Return to Eilean Donan


The day of our return to the mainland brought us lovely skies and a view of Eilean Donan not to be surpassed.  Though our second visit to the castle, like the first, was at low tide, Eilean Donan's beauty was stunning, surrounded as it was with azure skies reflected in the loch as in a mirror.  It didn't take long, however, for the skies to change once again, as we continued our journey.

A Few More Highland Lochs

Loch Cluanie was created in the 1950s by the building of a dam for hydroelectricity.  It lies in Glen Cluanie, halfway between the Isle of Skye and Loch Ness.  We did not return to Loch Ness, however, but continued on a different route that eventually took us south.

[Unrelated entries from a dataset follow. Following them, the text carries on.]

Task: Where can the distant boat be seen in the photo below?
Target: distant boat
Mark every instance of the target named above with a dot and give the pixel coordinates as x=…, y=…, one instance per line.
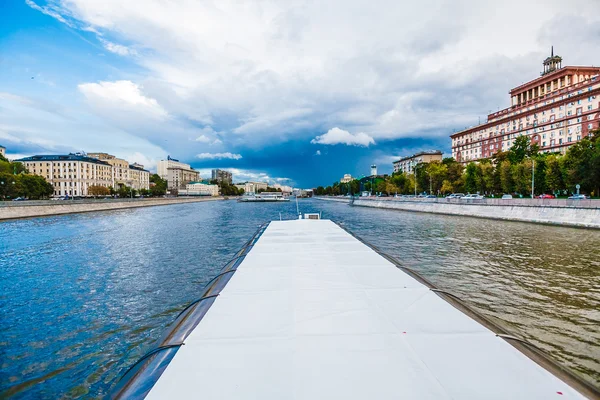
x=264, y=197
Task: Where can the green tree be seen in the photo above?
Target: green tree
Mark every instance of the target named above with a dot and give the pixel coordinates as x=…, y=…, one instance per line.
x=97, y=190
x=447, y=187
x=488, y=178
x=581, y=164
x=438, y=172
x=521, y=148
x=158, y=185
x=554, y=178
x=521, y=174
x=506, y=181
x=471, y=177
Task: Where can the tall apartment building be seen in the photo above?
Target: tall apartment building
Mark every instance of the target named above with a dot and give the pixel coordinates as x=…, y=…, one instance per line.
x=222, y=176
x=70, y=174
x=555, y=111
x=252, y=187
x=125, y=174
x=73, y=174
x=177, y=174
x=407, y=164
x=347, y=178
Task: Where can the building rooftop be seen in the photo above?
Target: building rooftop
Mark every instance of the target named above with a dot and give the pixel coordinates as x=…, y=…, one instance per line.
x=421, y=153
x=58, y=157
x=137, y=168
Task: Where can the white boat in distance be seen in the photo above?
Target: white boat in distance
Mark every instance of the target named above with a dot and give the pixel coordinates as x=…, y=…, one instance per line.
x=264, y=197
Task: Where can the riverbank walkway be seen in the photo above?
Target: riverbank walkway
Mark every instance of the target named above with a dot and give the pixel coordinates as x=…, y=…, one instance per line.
x=314, y=313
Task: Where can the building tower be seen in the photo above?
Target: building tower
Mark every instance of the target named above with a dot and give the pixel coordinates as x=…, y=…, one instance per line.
x=552, y=63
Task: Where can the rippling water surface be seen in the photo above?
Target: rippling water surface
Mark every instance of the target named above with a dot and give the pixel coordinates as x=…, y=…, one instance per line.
x=83, y=296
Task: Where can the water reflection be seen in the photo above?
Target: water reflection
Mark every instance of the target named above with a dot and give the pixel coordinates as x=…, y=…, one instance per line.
x=82, y=296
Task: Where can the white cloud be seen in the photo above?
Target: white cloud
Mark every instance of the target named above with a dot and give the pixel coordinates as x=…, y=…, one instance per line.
x=120, y=94
x=219, y=156
x=208, y=136
x=340, y=136
x=117, y=48
x=203, y=139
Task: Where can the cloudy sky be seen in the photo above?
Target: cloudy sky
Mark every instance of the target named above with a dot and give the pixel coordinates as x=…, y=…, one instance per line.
x=288, y=91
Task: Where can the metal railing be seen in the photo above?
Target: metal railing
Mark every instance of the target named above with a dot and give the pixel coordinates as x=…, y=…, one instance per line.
x=520, y=202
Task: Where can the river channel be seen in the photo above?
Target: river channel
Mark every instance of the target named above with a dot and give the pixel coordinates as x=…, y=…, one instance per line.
x=83, y=296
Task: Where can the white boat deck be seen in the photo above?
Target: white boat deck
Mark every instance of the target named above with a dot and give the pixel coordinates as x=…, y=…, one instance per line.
x=313, y=313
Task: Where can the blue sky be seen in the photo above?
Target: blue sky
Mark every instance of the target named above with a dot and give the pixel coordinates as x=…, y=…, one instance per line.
x=284, y=91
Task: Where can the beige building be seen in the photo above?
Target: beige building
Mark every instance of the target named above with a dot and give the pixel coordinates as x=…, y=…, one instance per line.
x=346, y=179
x=124, y=174
x=177, y=174
x=555, y=111
x=199, y=189
x=252, y=187
x=407, y=164
x=71, y=175
x=284, y=188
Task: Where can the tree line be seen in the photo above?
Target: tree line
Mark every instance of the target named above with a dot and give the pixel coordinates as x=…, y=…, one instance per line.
x=16, y=182
x=508, y=172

Loch Garry forms the headwaters of the River Garry, which flows through the glen of the same name.  In 1539,  a  royal  charter  for  Glen  Garry  was  granted  to

Alexander MacDonnell, whose sept of Clan Donald came to be called MacDonnell of Glengarry.  Our view looking down on Loch Garry was breathtaking.

Loch Leven - On the far side of this loch, at the foot of the Mamore Mountains, is nestled the little village of Kinlochleven.  We drove around the loch and into the village, parked, and walked to the foot of the mountains to see the Grey Mare's Tail.

The Grey Mare's Tail


 Three Wee Lasses at

 the Grey Mare's Tail

Aptly named, this plume of water is at the end of one of the highest falls in Britain.  The three young ladies we encountered there had taken the scenic route home from school to find us with our camera.  They seemed amused that a woman of my age, not exactly dressed for hiking, would take off her shoes and stand in a pool of water below a waterfall.  The photo they watched John take does look a bit silly, which explains why it isn't here.   Their photo is much cuter (but not for sale, downloading, or copying).

Rannoch Moor



About an hour after leaving the lasses, we passed by Rannoch Moor.  Described by Robert Louis Stevenson in his novel "Kidnapped" as a weary looking desert, it may sometimes in fact appear as a grey-clouded emptiness.  However, it sometimes is a heather-clad beauty.  When we arrived, it was an ethereal scene conjuring up ghosts of kilted warriors and sounds of mournful pibrochs.  But ... a mere two minutes passed before the shroud of mist lifted and blue skies covered Rannoch Moor as they had Eilean Donan.